Ce matin, le brouillard était là, un brouillard épais, qui avait grignoté le paysage. Les lointains avaient disparu et avec eux la belle forêt de hêtres qui barrait l’horizon. La ferme au bout du petit chemin n’était plus là non plus, pas plus que les pâtures où rêvaient les chevaux. Des haies qui clôturent mon jardin, on ne devinait que quelques feuilles, encore fallait-il écarquiller longtemps les yeux et avoir beaucoup d’imagination. Aucun bruit, aucun chant d’oiseau, rien. Tout était mort.

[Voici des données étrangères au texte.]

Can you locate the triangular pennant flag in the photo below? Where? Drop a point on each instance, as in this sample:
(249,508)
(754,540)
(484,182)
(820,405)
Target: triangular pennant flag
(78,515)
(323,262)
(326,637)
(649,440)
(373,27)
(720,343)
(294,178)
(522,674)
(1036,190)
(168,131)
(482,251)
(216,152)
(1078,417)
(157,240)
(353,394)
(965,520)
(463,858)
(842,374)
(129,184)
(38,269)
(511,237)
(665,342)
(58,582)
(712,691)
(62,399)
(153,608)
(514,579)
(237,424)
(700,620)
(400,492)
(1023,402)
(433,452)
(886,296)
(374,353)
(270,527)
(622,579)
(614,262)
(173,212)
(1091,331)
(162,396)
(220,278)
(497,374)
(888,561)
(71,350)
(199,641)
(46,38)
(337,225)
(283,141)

Quand j’ai ouvert la porte de la maison, il m’a semblé être devant un mur. On ne distinguait aucun objet à plus de trois mètres. Je me suis avancé lentement dans cette brume étrange, me demandant si je n’étais pas le dernier habitant encore en vie dans le village. Même les chats n’étaient plus là, eux qui d’habitude accouraient quand je mettais le nez dehors. J’ai foulé l’herbe humide de la pelouse et me suis dirigé à tâtons vers la barrière. En me retournant, j’ai vu que la maison, elle aussi, avait disparu. Il me fallut garder mon calme pour continuer malgré tout. Enfin, après avoir hésité un peu, je suis arrivé près de la boîte aux lettres. Comme d’habitude, elle était vide, désespérément vide. Aucune lettre, aucune carte, rien.
Alors j’ai rebroussé chemin comme j’ai pu. En hésitant, j’ai retrouvé la maison et son seuil. J’ai refermé la porte derrière moi et me suis assis près du feu. Les flammes brillaient dans l’âtre, comme si toute la vie du dehors s’était réfugiée là, comme s’il ne restait plus au monde que ces trois bûches incandescentes qui bientôt seraient réduites en cendres.
J’ai pris un livre que je n’ai pas ouvert et j’ai écouté le silence. Le grand silence des jours de brouillard, où même les facteurs ne trouvent plus leur chemin.